The cowboys he grew up around taught him to read and write. As a young man he also taught himself to speak Spanish, play the guitar and violin. He loved history and archaeology and that love would play a pivotal role in Mr. McJunkin’s incredible find.

In 1908, the small New Mexico town of Folsom (near Raton) experienced a horrible flood that killed 18 of its citizens. After this terrible event, McJunkin was on horseback assessing the damage done to the fences and arroyos at the Thomas Owens Pitchfork Ranch where he worked. Upon entering an arroyo named Dead Horse, he noticed something odd. Huge rib bones were sticking out of the side of the arroyo and since George knew his archaeology, he knew they weren’t from any modern animal species.

McJunkin was correct; the bones were from a species called Bison antiquus, an animal that had died off with the mega fauna at the end of Ice Age, about 10,000 years ago. But even more striking amongst those ribs were projectile points, clearly put there by a group of humans.

He knew what he had just discovered. At the time of his incredible find, the archaeological establishment thought humans had only been on this continent for several thousands of years. Finding a point stuck in a bison that’s been gone for 10,000 years is proof that someone’s data is wrong.

McJunkin tried for years to get archaeologists to come see the site, to no avail. Finally, ten years later a man named Harold Cook from the Denver Museum of Natural History came to Folsom and did some exploratory digging with George. McJunkin had sent projectile points and some bone samples to Cook several years earlier.

Sadly, a full blown archaeological expedition was not launched at the Folsom site until after McJunkin’s passing in 1922. If it had not been for George’s passion for archaeology and keen eye, it may have taken much longer for us to discover that people had been on this continent for over 10,000 years.

Today, the type of point McJunkin found amongst those bison bones is called a Folsom Point, named for the little town of Folsom. It is the earliest type of projectile point found in both North and South America, and (if you ask me) one of the most striking. I have never found one personally, but always said if I ever do you’ll hear my holler from miles around.

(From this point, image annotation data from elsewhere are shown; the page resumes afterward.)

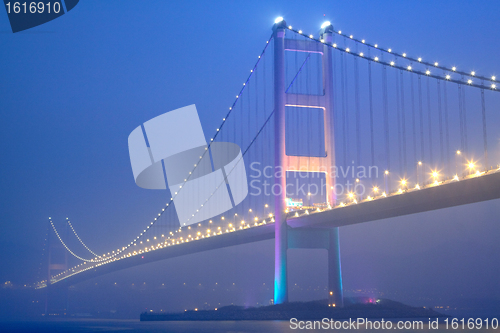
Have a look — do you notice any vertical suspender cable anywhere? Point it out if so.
[344,37,351,172]
[443,81,451,172]
[410,75,418,179]
[316,50,326,157]
[418,75,424,161]
[462,76,469,154]
[436,80,444,168]
[458,84,465,152]
[399,70,408,178]
[481,83,489,170]
[427,77,434,168]
[354,57,361,171]
[382,65,391,170]
[368,61,375,166]
[340,53,347,172]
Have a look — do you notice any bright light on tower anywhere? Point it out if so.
[321,21,332,29]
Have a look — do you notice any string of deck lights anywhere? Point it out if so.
[284,18,498,91]
[46,35,278,261]
[42,18,500,283]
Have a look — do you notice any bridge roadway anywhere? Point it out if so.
[49,169,500,287]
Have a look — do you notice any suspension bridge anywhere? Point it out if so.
[37,18,500,306]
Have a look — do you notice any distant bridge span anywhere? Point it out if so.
[52,169,500,287]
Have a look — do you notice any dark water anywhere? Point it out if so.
[0,319,500,333]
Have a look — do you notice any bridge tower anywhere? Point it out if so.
[273,19,343,307]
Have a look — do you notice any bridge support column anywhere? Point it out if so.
[328,227,344,307]
[273,17,288,304]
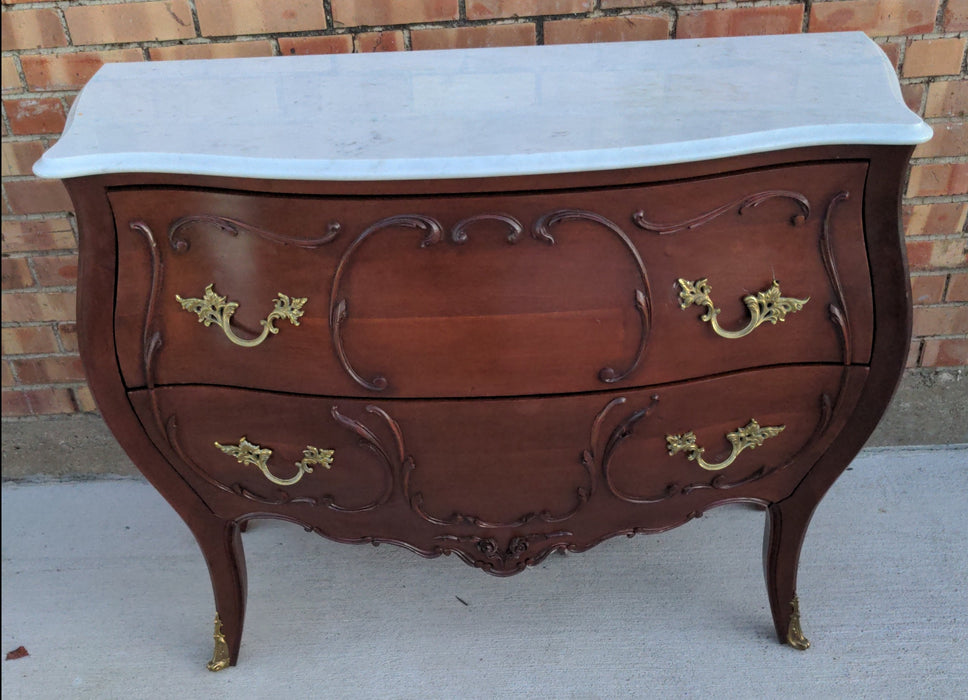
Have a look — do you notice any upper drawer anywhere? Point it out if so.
[109,162,872,397]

In 2019, McJunkin was inducted into the Hall of Great Westerners at the National Cowboy and Western Heritage Museum in Oklahoma City. There are small exhibits dedicated to him at the Denver Museum of Natural History and the New Mexico History Museum. You can visit McJunkin’s grave at the Folsom Cemetery. The last time I went to visit him, there were fresh flowers on his grave, I gave him some more. I guess someone out there loves George as much as I do.